Code of conduct: Arcadia special master hearing

Carl McQuay (at lectern) is charged with correcting Arcadia property and zoning code violations.

The hearing is like a funeral, with dimmed lighting and scattered mourners. But the “departed” today at Arcadia city hall have been ticketed for violating city codes. Because they haven’t corrected the things for which they’ve been cited, they’re called before a judge, or special master, an out-of-town lawyer hearing these cases in administrative chambers.

The handful of violators at this Thursday hearing are glum, one of them furious, raging anywhere her frustrations can be exercised … or exorcised.

Welcome to the monthly special master hearing in Arcadia, where locals ticketed for such things as junked yards to illegal placement of trees will have the matter heard, sometimes argue their cases, mostly walk off with small fines or time to fix the problems.

Last Thursday’s code hearing was before William Nielander, the Lake Placid lawyer whose role as umpire is listening to the city and those cited for code infractions.
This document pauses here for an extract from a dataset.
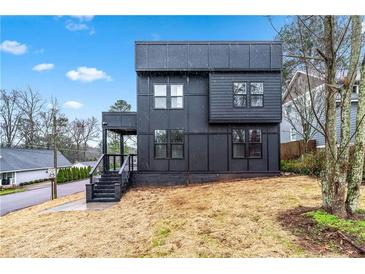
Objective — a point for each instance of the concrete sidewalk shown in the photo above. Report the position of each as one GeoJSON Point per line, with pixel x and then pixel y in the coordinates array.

As special master he decides, hoping for corrections without over-burdening the violator, it seemed during the 90-minute hearing.

Carl McQuay is Arcadia’s code enforcement officer issuing violations for maintenance rules or operating outside zoning. City Clerk Penny Delaney keeps minutes of today’s hearing.

The first man on the 10 a.m. docket has rental property on which the tenant operates an improperly zoned repair shop. The matter moves quickly, as the property owner agrees to conditions Nielander has set, including removing a sign soliciting customers for improper repairs. The sign will be gone in an hour, the man assures him.

The next matter is the outraged woman. Her father parks his car on the sidewalk, blocking the right of way, according to McQuay. The outraged woman is the man’s daughter and she tells Nielander that McQuay targets the family for harassment. The father, she said, “is pissed.” That matter is pushed back, as Nielander moves forward.

Next up is another man cited for a shabby home in a historic district. He has health problems and promised to make the repairs, or to “do the best I can,” he said, and is given a timeline or face tougher consequences. Another man parks a dump truck at his home. A daughter interprets for him; he washes the vehicle there, she tells Nielander. “Tell him there’s an ordinance” prohibiting such activities, Nielander tells the daughter. Ultimately, the man agrees.

Another woman has been cited for placing trees at her home in the city’s right of way, or easement. She had been before Nielander on a different violation involving the same trees, but Nielander had dismissed that. McQuay would cite other violations—exotic/invasive plants and utility infractions—for the same trees. Ultimately, Nielander gave the woman 60 days to move the trees from beyond the utility easement … or to remove them. Her presentation seemed to amuse him.

About an hour into the hearing the outraged woman returned. McQuay listed the violation, as the woman insisted that no cash for a gate and his poor health prompted her father to park on the sidewalk at home. Her rage gathers steam. The room is still. Nielander steps in, finally, informs the woman that “yelling doesn’t help.” Ultimately, the sides agreed to a cooling period. And if the car is moved, McQuay promises the city may waive $2,500 in pending fines for code violations. “He’s giving you options,” Nielander tells the woman, encouraging cooperation. He gavels the hearing closed.

McQuay days later in his white truck with smoked windows had cruised by the father’s home. And the car was moved from the sidewalk and parked in the yard.